Imagine if all of those responsibilities above are roles that one’s father fills. How do you find your legs?
For Palawan Queen’s Gambit coach Susan Neri, losing her father — Aklan-based National Master and International Arbiter in Chess Wilfredo Neri — two months ago right after he helped found the Philippine Arbiters Chess Confederation is something that still tugs at her heartstrings in this holiday season.
“My father was everything to me,” succinctly put Neri.
Wilfredo Sr. dreamed of an all-male chess team like the Mariano brothers. While his two sons, Wilfred Patrick and Wilfred Vergel, both played chess for the Philippine Maritime Institute and Far Eastern University, respectively, fate had other plans.
“Naiba yung iyak ko,” laughed Susan of how the all-male dream was dashed.

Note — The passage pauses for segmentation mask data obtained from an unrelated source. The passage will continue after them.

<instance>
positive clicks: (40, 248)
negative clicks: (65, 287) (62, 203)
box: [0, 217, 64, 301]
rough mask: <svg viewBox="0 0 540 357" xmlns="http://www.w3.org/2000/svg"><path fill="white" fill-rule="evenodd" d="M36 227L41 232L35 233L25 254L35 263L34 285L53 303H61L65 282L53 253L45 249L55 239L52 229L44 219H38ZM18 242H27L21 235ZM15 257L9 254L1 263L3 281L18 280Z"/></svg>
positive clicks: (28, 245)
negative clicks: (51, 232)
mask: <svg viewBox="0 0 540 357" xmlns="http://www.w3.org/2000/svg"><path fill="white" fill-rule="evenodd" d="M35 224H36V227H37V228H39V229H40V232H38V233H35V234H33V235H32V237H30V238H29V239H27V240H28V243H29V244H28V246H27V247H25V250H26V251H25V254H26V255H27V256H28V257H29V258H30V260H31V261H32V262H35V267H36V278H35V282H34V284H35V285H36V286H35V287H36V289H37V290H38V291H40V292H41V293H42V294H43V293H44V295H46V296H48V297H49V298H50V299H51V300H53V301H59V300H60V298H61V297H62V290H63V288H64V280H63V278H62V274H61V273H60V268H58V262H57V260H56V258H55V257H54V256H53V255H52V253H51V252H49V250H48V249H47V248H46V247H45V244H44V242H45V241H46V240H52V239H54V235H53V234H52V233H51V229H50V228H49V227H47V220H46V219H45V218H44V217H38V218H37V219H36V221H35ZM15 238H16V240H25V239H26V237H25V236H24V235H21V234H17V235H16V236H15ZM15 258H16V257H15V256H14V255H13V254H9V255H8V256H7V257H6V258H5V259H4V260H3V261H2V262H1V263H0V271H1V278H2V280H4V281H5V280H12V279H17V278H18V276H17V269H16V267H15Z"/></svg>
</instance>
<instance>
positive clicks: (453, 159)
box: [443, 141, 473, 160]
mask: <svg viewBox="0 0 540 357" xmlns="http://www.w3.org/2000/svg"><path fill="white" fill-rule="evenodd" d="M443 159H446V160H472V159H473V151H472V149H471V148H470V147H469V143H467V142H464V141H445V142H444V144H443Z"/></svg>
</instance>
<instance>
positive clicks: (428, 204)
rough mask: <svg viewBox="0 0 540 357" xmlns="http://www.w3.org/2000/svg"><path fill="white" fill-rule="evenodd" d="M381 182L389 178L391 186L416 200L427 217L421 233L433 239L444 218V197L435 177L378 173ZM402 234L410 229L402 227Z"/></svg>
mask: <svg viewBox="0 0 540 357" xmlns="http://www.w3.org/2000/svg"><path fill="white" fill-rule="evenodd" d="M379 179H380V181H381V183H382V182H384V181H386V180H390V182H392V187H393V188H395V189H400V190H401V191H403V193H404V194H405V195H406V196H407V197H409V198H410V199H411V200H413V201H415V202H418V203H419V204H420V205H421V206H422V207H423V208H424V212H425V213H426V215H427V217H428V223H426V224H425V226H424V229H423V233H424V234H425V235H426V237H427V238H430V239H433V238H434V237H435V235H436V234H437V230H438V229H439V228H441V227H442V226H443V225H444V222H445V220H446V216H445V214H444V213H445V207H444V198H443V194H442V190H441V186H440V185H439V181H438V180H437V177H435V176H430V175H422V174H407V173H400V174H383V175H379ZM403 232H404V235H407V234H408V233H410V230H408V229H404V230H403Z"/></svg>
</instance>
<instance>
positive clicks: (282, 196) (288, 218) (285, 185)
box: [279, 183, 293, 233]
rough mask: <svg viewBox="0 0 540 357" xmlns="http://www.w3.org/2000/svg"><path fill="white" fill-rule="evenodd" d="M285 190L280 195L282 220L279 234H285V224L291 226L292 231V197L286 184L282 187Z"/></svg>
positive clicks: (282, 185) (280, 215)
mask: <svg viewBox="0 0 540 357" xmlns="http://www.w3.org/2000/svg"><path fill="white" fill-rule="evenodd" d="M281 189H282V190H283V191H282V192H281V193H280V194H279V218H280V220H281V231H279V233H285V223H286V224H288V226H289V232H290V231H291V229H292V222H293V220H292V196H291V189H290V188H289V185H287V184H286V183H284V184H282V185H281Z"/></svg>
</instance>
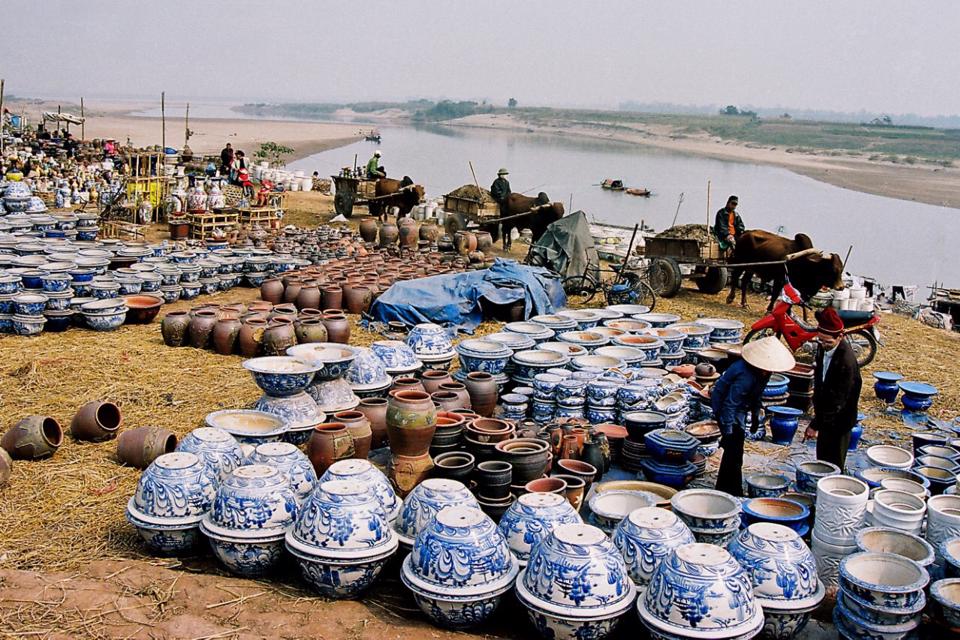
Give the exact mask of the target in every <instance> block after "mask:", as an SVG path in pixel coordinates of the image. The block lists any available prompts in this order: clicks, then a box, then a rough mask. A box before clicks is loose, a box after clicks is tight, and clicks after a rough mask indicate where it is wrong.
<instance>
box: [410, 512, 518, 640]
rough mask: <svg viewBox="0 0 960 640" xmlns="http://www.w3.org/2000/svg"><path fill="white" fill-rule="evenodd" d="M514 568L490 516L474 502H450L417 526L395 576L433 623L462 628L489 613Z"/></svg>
mask: <svg viewBox="0 0 960 640" xmlns="http://www.w3.org/2000/svg"><path fill="white" fill-rule="evenodd" d="M518 570H519V567H518V565H517V562H516V560H515V559H514V557H513V555H512V554H511V552H510V550H509V549H508V548H507V543H506V541H505V540H504V538H503V536H502V535H501V533H500V531H499V530H498V529H497V526H496V525H495V524H494V523H493V521H492V520H490V518H488V517H487V516H486V515H485V514H484V513H483V512H482V511H480V510H479V509H478V508H476V507H475V506H454V507H448V508H445V509H441V510H440V511H439V512H437V513H436V515H435V516H434V517H432V518H431V519H430V521H429V522H427V523H426V525H425V526H424V527H423V528H422V529H421V530H420V532H419V533H418V534H417V537H416V540H415V541H414V543H413V550H412V551H411V553H410V554H409V555H408V556H407V557H406V558H405V559H404V561H403V567H402V569H401V572H400V577H401V579H402V580H403V584H404V585H405V586H406V587H407V588H408V589H409V590H410V591H411V592H412V593H413V597H414V600H416V602H417V605H419V607H420V609H421V610H422V611H423V612H424V613H425V614H426V615H427V616H428V617H429V618H430V619H431V621H433V622H434V624H437V625H440V626H443V627H450V628H454V629H463V628H467V627H471V626H474V625H477V624H480V623H481V622H483V621H484V620H486V619H487V618H488V617H490V615H492V614H493V612H494V611H495V610H496V609H497V606H498V605H499V604H500V599H501V598H502V596H503V594H504V593H506V592H508V591H509V590H510V588H511V587H512V586H513V583H514V580H516V577H517V572H518Z"/></svg>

However, reality never looked so good.
Susan not only joined her siblings as a varsity player (for La Salle from 2008-11 and where she also coaches the women’s teams today), but she also took her father’s motivation for teaching chess to a higher level.

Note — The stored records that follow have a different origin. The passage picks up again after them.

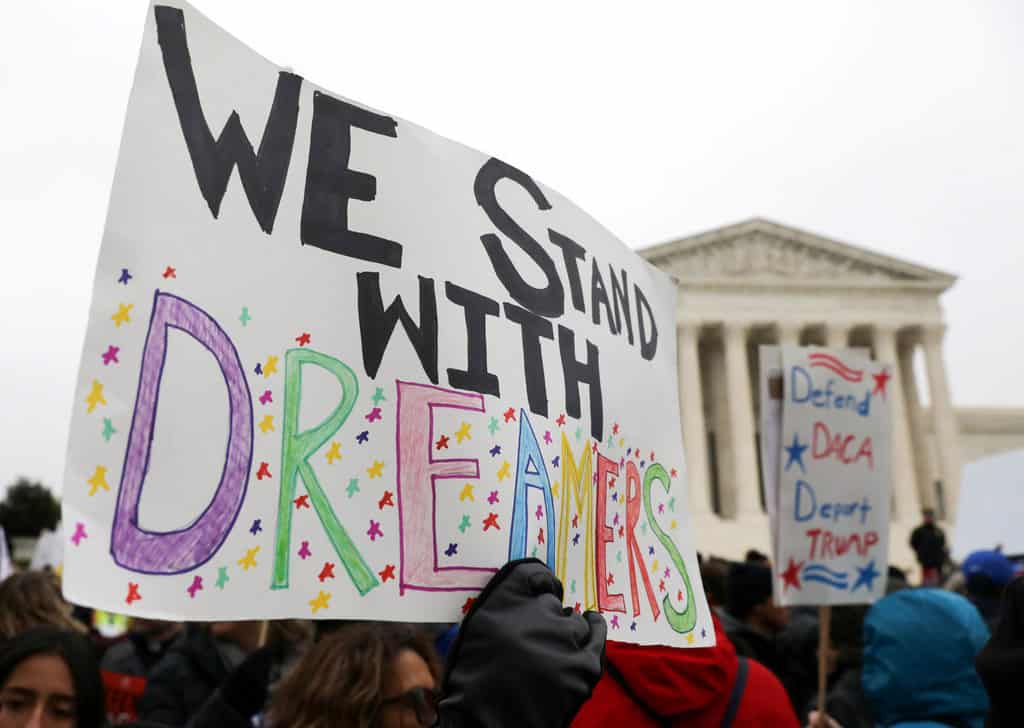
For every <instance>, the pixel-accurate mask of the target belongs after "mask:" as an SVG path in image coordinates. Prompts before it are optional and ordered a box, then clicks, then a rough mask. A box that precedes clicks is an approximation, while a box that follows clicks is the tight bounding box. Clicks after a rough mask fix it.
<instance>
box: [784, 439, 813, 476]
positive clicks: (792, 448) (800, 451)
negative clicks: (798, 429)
mask: <svg viewBox="0 0 1024 728" xmlns="http://www.w3.org/2000/svg"><path fill="white" fill-rule="evenodd" d="M782 449H784V451H785V454H786V461H785V468H784V470H785V471H786V472H788V471H790V467H791V466H793V464H794V463H796V464H797V465H799V466H800V470H801V472H804V473H806V472H807V468H806V467H804V451H805V449H807V445H805V444H800V436H799V435H798V434H797V433H796V432H794V433H793V444H791V445H787V446H785V447H782Z"/></svg>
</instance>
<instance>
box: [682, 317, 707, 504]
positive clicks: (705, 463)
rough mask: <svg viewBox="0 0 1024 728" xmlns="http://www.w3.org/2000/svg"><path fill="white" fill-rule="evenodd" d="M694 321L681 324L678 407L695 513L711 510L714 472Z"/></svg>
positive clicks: (690, 503)
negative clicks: (708, 454)
mask: <svg viewBox="0 0 1024 728" xmlns="http://www.w3.org/2000/svg"><path fill="white" fill-rule="evenodd" d="M698 333H699V327H698V326H697V325H695V324H683V325H680V327H679V329H678V330H677V334H676V336H677V343H678V346H679V409H680V412H681V413H682V425H683V446H684V449H685V453H686V487H687V488H688V489H689V494H690V508H692V509H693V514H694V515H706V514H710V513H711V512H712V500H711V474H710V472H709V470H708V432H707V429H706V427H705V420H703V393H702V391H701V389H700V359H699V357H698V355H697V335H698Z"/></svg>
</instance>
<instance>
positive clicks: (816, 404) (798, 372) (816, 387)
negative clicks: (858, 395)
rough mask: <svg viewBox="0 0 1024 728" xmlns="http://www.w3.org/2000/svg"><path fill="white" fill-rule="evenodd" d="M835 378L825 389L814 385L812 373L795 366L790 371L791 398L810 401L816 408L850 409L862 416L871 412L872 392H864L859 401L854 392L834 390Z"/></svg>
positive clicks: (828, 382)
mask: <svg viewBox="0 0 1024 728" xmlns="http://www.w3.org/2000/svg"><path fill="white" fill-rule="evenodd" d="M834 384H835V380H833V379H829V380H828V382H827V383H826V384H825V388H824V389H819V388H817V387H815V386H814V380H813V378H812V377H811V373H810V372H808V371H807V370H806V369H804V368H803V367H799V366H795V367H793V368H792V370H791V373H790V399H791V401H793V402H794V403H795V404H804V403H810V404H812V405H814V406H816V408H827V409H831V410H849V411H850V412H855V413H857V414H858V415H860V416H861V417H868V416H869V415H870V414H871V393H870V392H869V391H866V390H865V392H864V397H863V399H860V400H859V401H858V399H857V397H856V396H855V395H853V394H844V393H842V392H835V391H833V385H834Z"/></svg>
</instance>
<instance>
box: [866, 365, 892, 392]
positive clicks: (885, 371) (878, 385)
mask: <svg viewBox="0 0 1024 728" xmlns="http://www.w3.org/2000/svg"><path fill="white" fill-rule="evenodd" d="M871 377H872V378H873V379H874V391H873V392H871V394H881V395H882V396H883V398H885V396H886V385H887V384H889V380H890V379H892V375H891V374H889V370H887V369H884V370H882V374H872V375H871Z"/></svg>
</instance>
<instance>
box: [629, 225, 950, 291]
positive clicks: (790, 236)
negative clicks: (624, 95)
mask: <svg viewBox="0 0 1024 728" xmlns="http://www.w3.org/2000/svg"><path fill="white" fill-rule="evenodd" d="M638 252H639V254H640V255H641V256H643V257H644V258H646V259H647V260H648V261H649V262H650V263H651V264H653V265H655V266H656V267H658V268H662V269H663V270H665V271H666V272H668V273H670V274H671V275H674V276H675V277H676V279H678V280H679V281H680V282H690V283H697V284H699V283H701V282H723V281H736V282H739V281H742V282H743V283H755V282H759V281H760V282H765V283H771V282H788V283H801V282H803V283H814V282H822V283H826V282H827V283H839V282H842V283H847V284H857V285H871V284H877V285H879V286H886V287H888V286H893V285H896V286H909V287H923V288H929V289H936V290H939V291H944V290H945V289H947V288H949V287H950V286H952V284H953V283H954V282H955V281H956V279H955V276H953V275H950V274H948V273H944V272H941V271H938V270H933V269H931V268H926V267H924V266H921V265H916V264H914V263H909V262H906V261H903V260H899V259H898V258H893V257H890V256H887V255H883V254H881V253H876V252H873V251H869V250H865V249H863V248H859V247H857V246H853V245H849V244H847V243H841V242H839V241H835V240H829V239H827V238H823V237H821V235H816V234H814V233H811V232H807V231H805V230H800V229H797V228H795V227H790V226H787V225H780V224H778V223H776V222H771V221H770V220H764V219H761V218H755V219H753V220H748V221H745V222H740V223H737V224H734V225H727V226H725V227H719V228H717V229H714V230H709V231H708V232H701V233H699V234H695V235H689V237H687V238H681V239H679V240H676V241H670V242H669V243H663V244H660V245H656V246H653V247H651V248H646V249H643V250H640V251H638Z"/></svg>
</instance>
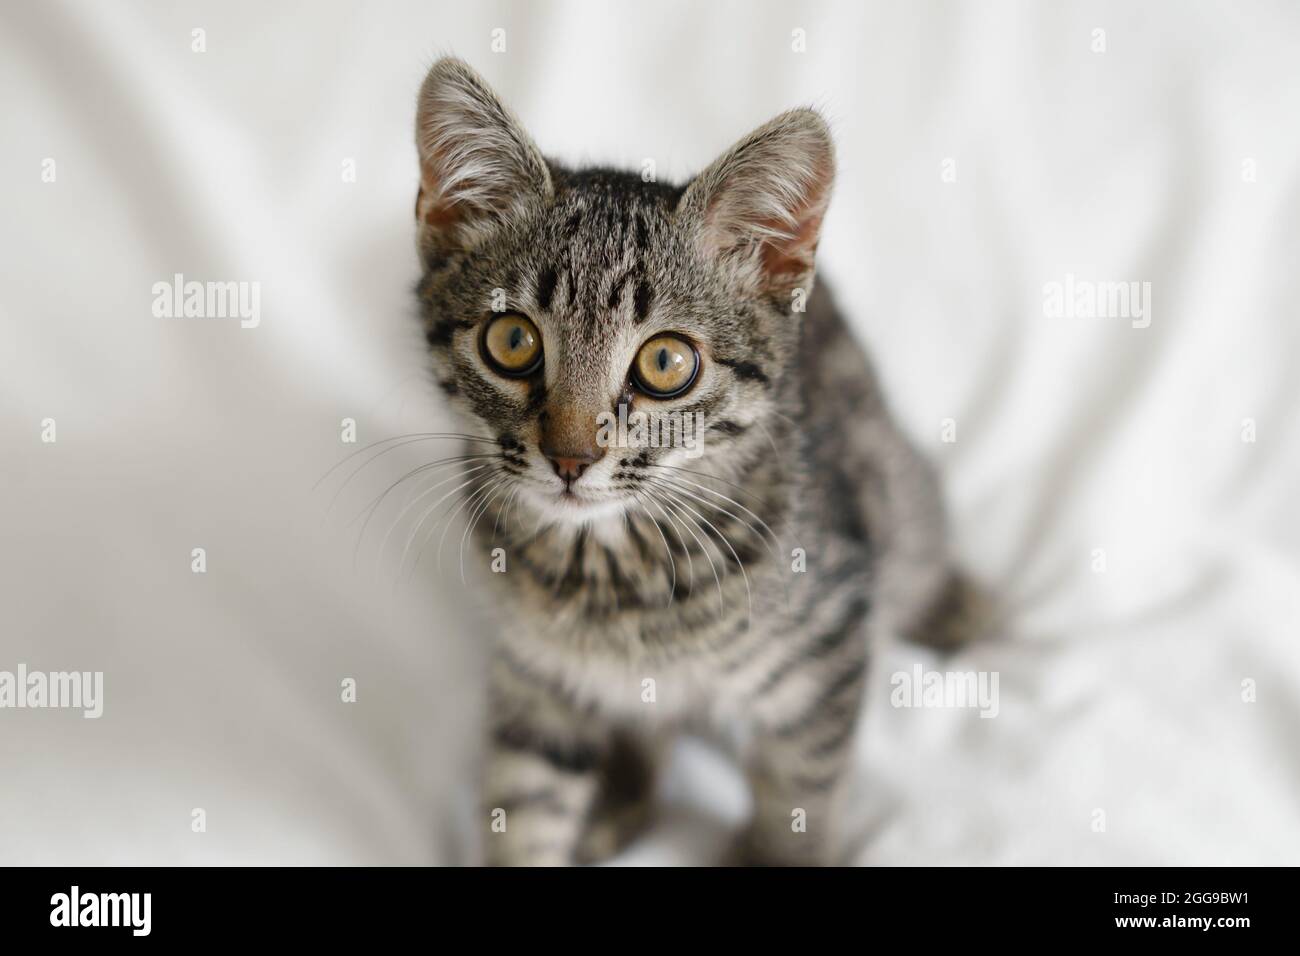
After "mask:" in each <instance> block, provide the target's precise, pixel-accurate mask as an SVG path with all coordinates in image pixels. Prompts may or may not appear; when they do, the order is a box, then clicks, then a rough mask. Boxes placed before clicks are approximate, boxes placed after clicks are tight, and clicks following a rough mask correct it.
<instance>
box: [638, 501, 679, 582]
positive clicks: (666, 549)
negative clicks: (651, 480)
mask: <svg viewBox="0 0 1300 956" xmlns="http://www.w3.org/2000/svg"><path fill="white" fill-rule="evenodd" d="M633 494H636V496H637V501H641V496H640V494H638V493H636V492H633ZM641 511H642V512H643V514H645V515H646V518H649V519H650V524H653V525H654V529H655V531H656V532H659V540H660V541H663V551H664V554H667V555H668V567H671V568H672V583H671V584H669V585H668V600H667V601H666V602H664V605H666V606H668V605H671V604H672V601H673V598H675V597H676V594H677V561H676V559H675V558H673V557H672V549H671V548H669V546H668V538H667V537H666V536H664V533H663V528H660V527H659V522H656V520H655V519H654V515H651V514H650V512H649V511H646V506H645V502H643V501H641ZM629 523H630V519H629Z"/></svg>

If her father used sports — Susan also played tennis, volleyball, and taekwondo — and chess as a means to make his children forward thinkers and as a way to get an education, the daughter has used the sport as a means of public service.
“Chess and sports are used as means to give the kids more than a hobby. They can be means of staying out of trouble and getting an education that will unlock more doors. In women’s case, it helps give them something to aspire for so we can avoid teen pregnancies, abuse and depression,” Neri enthuses with a lot of conviction.
“The game for me isn’t just a passion, it’s a mission.”
And that mission has gone to a higher level with the formation of the Palawan Queen’s Gambit team that will be competing in the Professional Chess Association of the Philippines.
I was initially supposed to work with the Cordova team, but I couldn’t resist the idea of joining Palawan,” disclosed the coach. “Na-entice because it’s a team of all women. It allows me to continue my advocacy to work and do something for women especially for chess.”
“Losing my father not too long ago has been difficult more so he left behind a lot of unfinished business,” Neri reflected. “The responsibility he left behind is big (as he was also provincial sports coordinator for Aklan). I don’t know if I can replace him as I still have a lot to learn. But maybe God has a better plan. Akala ko I’ll just be doing university coaching and teaching.”
“But it’s also exciting. While I may be nervous, I will remember his words… ‘Whatever happens you have to be brave.’”
Coach Susan and the Palawan Queen’s Gambit begin their PCAP campaign when the country’s first professional chess league fires off in January 2021.